Court Opinion

ID: 6241239
Source: CourtListenerOpinion
Date Created: 2022-02-17 20:45:17.691593+00
Date Added: 2024-06-11T08:58:12.241682
License: Public Domain

Opinion by
Mr. Justice Heydrick,
The several writings offered in evidence by the plaintiff and received without objection all relate to the same subject, and *22are the evidences of successive steps in one transaction. Taken together they constitute a contract of bailment, and show that the purposes of the bailment were accomplished when the plaintiff ■ demanded a redelivery of the stocks and bonds to himself. With the added proof of demand, of refusal, and of the value of the property, the plaintiff made a prima facie case. The defendants not denying the writings, or alleging fraud, accident or mistake, undertook to show by one of their number that the contract was something different from that which was written. This they could not do by the uncorroborated testimony of one witness, flatly contradicted as he was by the plaintiff, or even uncontradicted: Phillips v. Meily, 106 Pa. 536; Thomas & Sons v. Loose, 114 Pa. 35; Jackson v. Payne, Id. 67. If, however, their parol testimony had been sufficient to overcome the written contract, they would not, upon their own showing, have escaped liability. They pledged the plaintiff’s stocks to S. V. White & Co. for their own indebtedness in such manner that that firm could make use of them, and without so ear-marking them that they could be followed and recovered upon payment of the money for which they were pledged. Conceding that so long as the plaintiff was indebted to them for advances, they had, under the arrangement which they allege, the right to pledge the stocks in their own account with White & Co., they had no right to do so after the plaintiff had discharged his indebtedness to them; and when, after their own lien upon them was gone, they continued them in that pledge they appropriated them to their own use, and thereby became liable for their value.
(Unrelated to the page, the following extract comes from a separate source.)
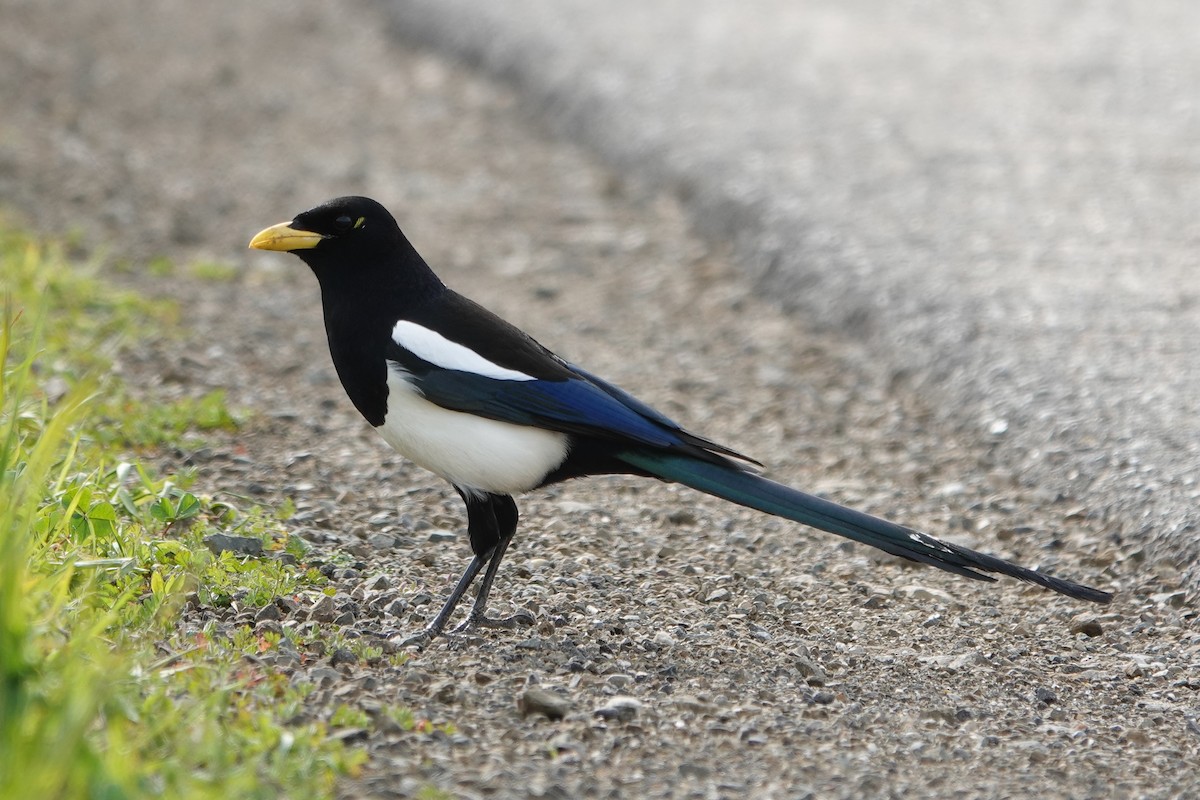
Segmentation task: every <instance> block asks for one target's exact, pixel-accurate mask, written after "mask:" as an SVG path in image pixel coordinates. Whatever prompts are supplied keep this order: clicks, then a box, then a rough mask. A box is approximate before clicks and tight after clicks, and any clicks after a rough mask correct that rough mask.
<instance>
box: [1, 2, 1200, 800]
mask: <svg viewBox="0 0 1200 800" xmlns="http://www.w3.org/2000/svg"><path fill="white" fill-rule="evenodd" d="M0 13H2V17H4V19H5V25H4V26H2V28H0V56H2V59H4V64H5V65H6V68H5V70H4V71H0V98H2V101H4V108H5V112H6V113H5V116H4V119H2V121H0V201H2V205H4V206H6V207H7V209H8V210H10V212H12V213H16V215H18V216H19V217H22V218H24V219H25V221H26V222H29V223H30V224H34V225H37V227H41V228H44V229H47V230H56V231H61V230H64V229H66V228H78V229H80V230H83V231H85V233H86V234H88V235H89V236H90V237H91V240H92V241H106V242H112V243H110V245H108V247H109V249H110V252H113V253H120V254H122V255H124V254H130V255H133V257H138V258H144V257H148V255H155V254H167V255H169V257H172V258H173V259H175V260H180V261H185V263H186V261H188V260H192V259H217V260H221V261H228V263H233V264H236V265H239V267H241V269H240V271H239V273H238V276H236V278H235V279H233V281H224V282H220V281H202V279H198V278H194V277H188V276H187V275H186V273H181V275H180V276H178V277H176V278H174V279H172V281H170V282H169V284H163V283H162V282H161V281H158V282H154V281H151V279H150V278H145V281H144V282H145V285H146V287H152V288H154V289H155V290H160V291H162V290H169V291H172V293H174V294H175V295H176V296H178V297H179V300H180V301H181V305H182V307H184V308H185V312H186V317H187V323H188V325H190V327H191V333H190V337H188V339H187V341H185V342H145V343H143V347H139V348H138V349H137V350H136V353H134V354H133V355H131V357H130V359H128V361H127V362H126V363H124V365H122V369H124V371H125V372H126V373H127V374H128V377H130V378H132V379H136V380H139V381H143V383H145V385H146V390H148V391H155V392H161V393H162V396H169V395H172V393H181V392H202V391H208V390H209V389H210V387H226V389H228V390H229V392H230V395H232V399H233V402H234V403H235V404H236V405H240V407H244V408H247V409H251V410H252V411H253V416H252V419H251V422H250V423H248V426H247V428H246V429H244V431H242V432H241V433H239V434H238V435H236V437H235V438H230V439H228V440H220V439H218V440H215V441H214V440H210V441H208V443H206V444H204V445H203V446H197V447H196V449H194V450H191V451H187V452H179V453H175V455H172V456H169V457H167V458H164V464H163V465H164V467H166V468H178V467H179V465H180V464H181V463H185V462H186V463H192V464H194V465H197V467H198V469H199V471H200V486H202V487H203V489H204V491H208V492H210V493H214V494H229V495H238V497H247V495H248V497H251V498H253V499H254V500H256V501H259V503H277V501H281V500H282V499H283V498H292V499H293V500H294V501H295V504H296V507H298V515H296V517H295V519H294V524H295V527H296V529H298V531H299V533H300V534H301V535H304V536H305V537H306V539H307V540H308V541H311V542H313V543H314V546H316V555H317V558H319V559H322V560H324V561H326V563H328V564H329V566H328V570H329V571H330V573H331V575H334V576H335V579H336V582H337V585H338V587H340V590H341V591H340V594H338V595H337V597H335V599H334V600H332V607H330V604H329V603H316V602H313V600H314V599H307V597H302V599H300V603H299V607H298V608H296V609H295V610H294V612H293V613H290V614H288V615H287V616H286V618H284V619H283V620H282V624H284V625H307V624H320V625H326V626H340V627H342V628H343V630H344V631H346V632H347V634H349V636H358V637H371V638H378V639H379V640H380V642H386V640H388V639H390V638H391V637H394V636H397V634H402V633H406V632H410V631H413V630H415V628H416V627H418V626H419V625H420V624H421V622H422V621H424V620H426V619H427V618H428V615H430V614H431V613H432V612H433V610H434V607H436V604H437V603H438V602H439V600H440V597H442V596H443V594H444V593H445V591H446V590H448V589H449V585H450V583H451V581H452V579H454V577H455V576H456V575H457V572H458V571H460V570H461V569H462V566H463V565H464V563H466V559H467V557H468V548H467V543H466V541H464V537H463V536H462V535H461V528H462V511H461V507H460V503H458V500H457V498H456V497H455V495H454V494H452V493H451V492H450V491H449V489H448V487H445V486H444V485H443V483H442V482H440V481H439V480H437V479H434V477H432V476H430V475H427V474H424V473H421V471H420V470H418V469H415V468H412V467H410V465H408V464H406V463H403V462H402V461H401V459H400V458H398V457H396V456H395V455H392V453H391V452H390V451H388V450H386V447H385V446H384V445H383V444H382V443H380V441H378V440H377V438H376V435H374V434H373V433H372V432H371V431H370V429H368V428H367V426H366V425H365V423H364V422H362V421H361V420H359V419H358V417H356V416H355V414H354V411H353V409H352V408H350V407H349V403H348V402H347V401H346V398H344V397H343V395H342V390H341V387H340V386H338V385H337V380H336V377H335V375H334V373H332V369H331V367H330V365H329V359H328V354H326V353H325V344H324V336H323V330H322V325H320V317H319V307H318V299H317V291H316V283H314V281H313V279H312V277H311V276H310V275H308V273H307V271H306V270H304V267H302V266H301V265H300V264H299V263H298V261H295V260H294V259H283V258H280V257H270V255H264V257H262V258H259V257H257V254H251V253H248V252H247V251H246V249H245V243H246V241H247V240H248V237H250V236H251V235H252V234H253V233H254V231H257V230H258V229H259V228H262V227H263V225H265V224H269V223H272V222H276V221H278V219H282V218H287V217H290V216H292V215H293V213H294V212H295V211H298V210H301V209H304V207H307V206H310V205H312V204H314V203H317V201H319V200H322V199H325V198H328V197H332V196H336V194H341V193H348V192H355V193H365V194H371V196H374V197H376V198H378V199H380V200H382V201H384V203H385V204H386V205H389V206H390V207H391V209H392V210H394V211H395V212H396V213H397V216H398V217H400V219H401V224H402V225H403V227H404V228H406V230H407V231H408V233H409V235H410V237H412V239H413V240H414V242H415V243H416V246H418V247H419V248H420V249H421V251H422V252H424V253H425V254H426V257H427V258H428V259H430V260H431V263H432V264H434V265H436V267H437V269H438V270H439V272H440V273H442V276H443V277H444V278H445V279H446V281H448V282H449V283H450V284H451V285H455V287H456V288H460V289H462V290H464V291H466V293H467V294H469V295H470V296H473V297H474V299H476V300H479V301H481V302H484V303H485V305H487V306H490V307H491V308H493V309H494V311H497V312H498V313H500V314H502V315H505V317H508V318H509V319H511V320H514V321H515V323H517V324H520V325H521V326H522V327H526V329H527V330H529V331H530V332H533V333H534V335H535V336H538V338H539V339H541V341H542V342H545V343H546V344H548V345H551V347H553V348H554V349H556V350H558V351H559V353H562V354H563V355H565V356H569V357H571V359H574V360H577V361H580V362H582V363H583V365H586V366H587V367H588V368H592V369H594V371H596V372H599V373H601V374H605V375H607V377H611V378H613V379H614V380H617V381H618V383H620V384H622V385H625V386H628V387H630V389H635V390H636V392H637V393H638V395H640V396H642V397H643V398H646V399H647V401H649V402H652V403H654V404H656V405H659V407H660V408H662V409H664V410H665V411H667V413H670V414H672V415H673V416H676V417H677V419H680V420H682V421H683V422H685V423H686V425H689V426H690V427H692V428H695V429H697V431H700V432H702V433H706V434H709V435H712V437H714V438H716V439H718V440H720V441H727V443H728V444H731V445H734V446H737V447H738V449H740V450H744V451H746V452H749V453H751V455H754V456H757V457H758V458H761V459H762V461H764V462H766V463H767V464H768V471H769V474H770V475H772V476H775V477H779V479H781V480H785V481H787V482H792V483H794V485H798V486H803V487H806V488H809V489H811V491H816V492H820V493H824V494H827V495H829V497H832V498H834V499H836V500H839V501H844V503H848V504H852V505H856V506H858V507H862V509H864V510H866V511H872V512H876V513H881V515H884V516H889V517H893V518H898V519H901V521H904V522H907V523H910V524H913V525H916V527H920V528H924V529H926V530H930V531H932V533H936V534H943V535H946V536H948V537H952V539H954V540H955V541H960V542H962V543H965V545H968V546H973V547H979V548H984V549H990V551H994V552H997V553H1000V554H1003V555H1007V557H1010V558H1014V559H1016V560H1019V561H1021V563H1026V564H1031V565H1042V566H1045V567H1050V569H1054V570H1056V571H1057V572H1061V573H1063V575H1068V576H1070V577H1075V578H1080V579H1085V581H1086V582H1093V583H1096V584H1098V585H1102V587H1105V588H1115V589H1116V590H1118V593H1120V595H1118V599H1117V601H1116V602H1115V603H1114V604H1112V606H1111V607H1109V608H1105V609H1096V608H1088V607H1084V606H1081V604H1080V603H1076V602H1072V601H1068V600H1066V599H1061V597H1057V596H1051V595H1049V594H1046V593H1043V591H1038V590H1036V589H1032V588H1027V587H1024V585H1020V584H1016V583H1013V582H1002V583H998V584H995V585H982V584H976V583H968V582H965V581H960V579H955V578H953V577H950V576H946V575H942V573H938V572H935V571H932V570H922V569H916V567H911V566H907V565H905V564H900V563H898V561H895V560H893V559H887V558H881V557H878V555H877V554H876V553H874V552H868V551H866V549H865V548H860V547H853V546H850V545H847V543H842V542H840V541H839V540H836V539H835V537H832V536H828V535H823V534H815V533H811V531H808V530H804V529H800V528H798V527H794V525H787V524H782V523H779V522H776V521H774V519H770V518H767V517H763V516H758V515H752V513H750V512H744V511H742V510H739V509H736V507H733V506H728V505H725V504H721V503H719V501H715V500H709V499H707V498H703V497H698V495H696V494H694V493H690V492H688V491H685V489H679V488H677V487H671V486H662V485H655V483H652V482H648V481H634V480H620V479H610V480H594V481H589V482H580V483H574V485H568V486H563V487H558V488H554V489H552V491H547V492H539V493H534V494H532V495H529V497H528V498H526V499H524V500H523V501H522V504H521V507H522V513H523V523H522V528H521V530H520V534H518V540H517V542H516V545H515V548H514V551H512V552H511V554H510V557H509V560H506V565H505V569H504V570H503V571H502V575H500V583H499V587H498V591H497V595H496V600H494V606H496V610H497V612H498V613H504V612H505V610H509V609H511V608H524V609H528V610H530V612H533V613H534V614H535V616H536V619H538V624H536V625H535V627H533V628H528V630H522V631H517V632H492V633H488V634H487V636H486V637H485V638H484V639H482V640H479V642H475V640H458V642H450V643H438V644H436V645H434V646H432V648H430V649H428V650H426V651H424V652H420V654H414V655H413V657H412V658H410V660H409V661H408V662H407V663H406V664H403V666H402V667H389V666H385V664H382V663H379V664H371V663H353V662H352V663H344V662H340V663H335V662H336V661H338V660H336V658H329V657H319V658H308V660H305V662H304V663H301V662H300V661H299V660H298V658H296V657H295V656H294V655H290V654H281V655H280V656H278V668H280V669H282V670H287V672H289V673H290V674H293V675H294V679H295V680H298V681H300V680H310V681H313V682H316V684H317V685H318V690H317V692H314V694H313V698H312V699H313V702H312V714H317V715H322V714H328V712H329V711H330V710H331V708H334V706H336V705H337V704H340V703H348V704H356V705H360V706H362V708H365V709H368V710H371V709H376V708H379V706H380V705H407V706H412V708H413V709H414V710H415V712H416V714H418V715H419V716H425V717H428V718H430V720H432V721H434V722H452V723H454V726H455V732H454V733H446V732H444V730H437V732H432V733H421V734H418V733H404V732H401V730H386V729H378V730H372V732H370V733H368V734H365V744H366V746H367V747H368V748H370V751H371V753H372V760H371V763H370V765H368V768H367V769H366V770H365V772H364V775H362V776H360V778H358V780H355V781H353V782H347V783H344V784H343V786H342V793H343V794H344V795H346V796H355V798H356V796H371V798H394V796H412V795H413V794H415V793H416V792H418V790H419V788H420V787H422V786H425V784H431V783H432V784H436V786H438V787H443V788H445V789H448V790H449V792H450V793H451V794H452V795H454V796H464V798H484V796H498V798H510V796H511V798H526V796H528V798H607V796H696V798H725V796H728V798H742V796H763V798H766V796H781V798H782V796H788V798H800V796H814V798H817V796H820V798H863V796H932V795H937V796H962V798H974V796H978V798H991V796H1033V795H1040V796H1044V798H1058V796H1063V798H1092V796H1145V798H1172V796H1194V795H1195V794H1198V793H1200V778H1198V777H1196V776H1198V775H1200V696H1198V691H1200V631H1198V625H1196V612H1195V609H1194V606H1193V601H1192V600H1190V599H1189V597H1187V596H1186V594H1184V593H1183V591H1182V590H1181V588H1180V576H1178V573H1177V572H1176V571H1175V570H1172V569H1171V567H1170V565H1166V564H1156V563H1147V560H1146V559H1145V557H1144V554H1142V552H1141V549H1140V547H1139V543H1138V542H1136V541H1120V540H1117V539H1116V537H1115V536H1112V535H1111V534H1110V533H1109V531H1106V530H1105V527H1104V524H1103V521H1098V519H1096V518H1093V517H1090V516H1088V513H1087V510H1086V509H1081V507H1080V505H1079V504H1078V501H1076V500H1075V499H1073V498H1070V497H1057V495H1054V494H1050V493H1048V492H1044V491H1042V489H1040V488H1039V487H1038V486H1032V485H1030V483H1028V482H1026V481H1025V480H1022V477H1021V475H1014V474H1010V473H1008V471H1004V468H1003V465H1002V464H1001V463H1000V462H998V461H997V459H995V458H994V457H992V452H991V451H992V447H994V446H995V444H996V443H995V441H989V440H964V439H962V438H961V437H959V435H955V434H953V433H952V432H949V431H946V429H942V428H940V427H938V423H937V421H936V420H937V417H936V415H935V414H932V411H931V410H930V409H929V408H928V405H926V404H924V403H923V402H922V398H920V397H919V396H913V395H911V393H906V392H905V391H904V390H902V389H899V390H898V389H896V386H898V385H900V386H902V383H904V381H902V380H898V379H896V378H895V377H894V375H892V374H890V372H889V369H887V368H886V365H881V366H880V368H878V369H877V371H869V369H866V368H864V367H863V366H862V365H866V363H870V359H869V357H864V354H863V353H862V351H859V350H856V349H853V348H854V347H858V345H853V344H850V343H847V342H844V341H839V339H838V338H835V337H834V336H832V335H830V333H829V332H822V333H821V335H817V333H815V332H812V331H811V330H808V329H805V325H804V320H802V319H797V318H790V317H786V315H784V314H781V313H779V312H778V311H776V309H774V308H773V307H772V306H769V305H768V303H764V302H763V301H762V300H760V299H757V297H755V296H754V295H752V294H750V291H749V289H748V287H746V285H745V284H744V283H743V282H742V278H740V277H739V275H738V273H737V271H734V270H732V269H731V267H730V265H728V263H727V258H726V253H722V252H720V251H713V249H712V248H709V247H708V246H707V245H704V243H703V242H702V241H700V240H697V239H696V237H694V236H692V235H691V234H690V233H689V231H688V229H686V227H685V224H684V221H683V216H682V213H680V212H679V209H678V207H677V205H676V204H674V203H673V201H672V200H671V199H670V198H664V197H654V196H648V194H646V193H644V192H642V191H641V190H638V187H637V186H636V184H629V182H626V181H625V180H623V179H622V178H620V176H617V175H613V174H611V173H608V172H606V170H605V169H602V168H601V167H600V166H598V164H596V163H595V162H594V161H592V160H590V157H589V156H588V154H587V152H584V151H581V150H580V149H577V148H575V146H572V145H571V144H570V143H564V142H562V140H556V139H553V138H551V137H548V136H547V134H546V133H545V132H542V131H539V130H538V128H536V127H534V126H532V125H530V124H529V122H528V121H527V119H526V116H524V115H523V114H522V106H521V102H520V101H518V98H516V97H514V96H512V95H511V94H510V92H509V91H508V90H505V89H504V88H499V86H497V85H494V84H490V83H486V82H482V80H480V79H479V78H478V77H474V76H472V74H469V73H466V72H464V71H462V70H461V68H458V67H456V66H452V65H449V64H446V62H444V61H440V60H438V59H437V58H434V56H432V55H430V54H425V53H416V52H408V50H400V49H396V48H394V47H392V46H390V44H389V43H388V41H386V38H385V36H384V35H383V32H382V26H383V20H382V17H380V16H378V11H377V8H376V7H374V6H371V5H362V4H340V5H336V6H335V5H334V4H314V2H305V4H294V2H283V1H282V0H270V1H264V2H256V4H234V2H212V4H188V5H185V4H181V2H168V4H151V2H137V1H134V0H113V1H112V2H108V4H103V5H89V4H72V2H66V1H65V0H64V1H61V2H53V1H42V0H40V1H37V2H20V1H17V0H2V2H0ZM184 42H186V47H185V46H182V44H181V43H184ZM182 272H186V270H185V271H182ZM683 399H685V401H686V403H685V404H680V403H679V401H683ZM254 618H256V609H234V610H233V612H232V613H229V614H228V615H227V616H226V618H224V619H223V622H224V624H228V625H235V624H241V622H244V621H253V619H254ZM260 624H266V622H260ZM544 692H548V693H550V694H551V696H552V697H553V698H559V699H560V700H562V702H563V705H562V708H558V705H557V704H554V703H551V706H553V708H552V711H551V712H552V714H559V712H562V714H565V717H564V718H562V720H558V721H551V720H547V718H546V717H545V716H542V715H541V714H529V715H527V716H522V714H521V711H520V710H518V709H520V708H524V709H526V710H527V711H528V710H529V709H533V708H540V706H541V705H542V704H545V700H546V698H545V697H544V696H542V693H544ZM554 709H557V710H554Z"/></svg>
And so they understood. They not only admitted their liability to the plaintiff, but, clothed with apparent ownership, they-irrevocably passed the title to the stocks to White & Co. by their settlement with that firm, and thereby put it out of the plaintiff’s power as well as their own to recover them.
The learned court below seems to have been fully justified in saying to the jury that there was no controversy about the value of the stock.
None of the assignments of error being sustained the judgment is affirmed.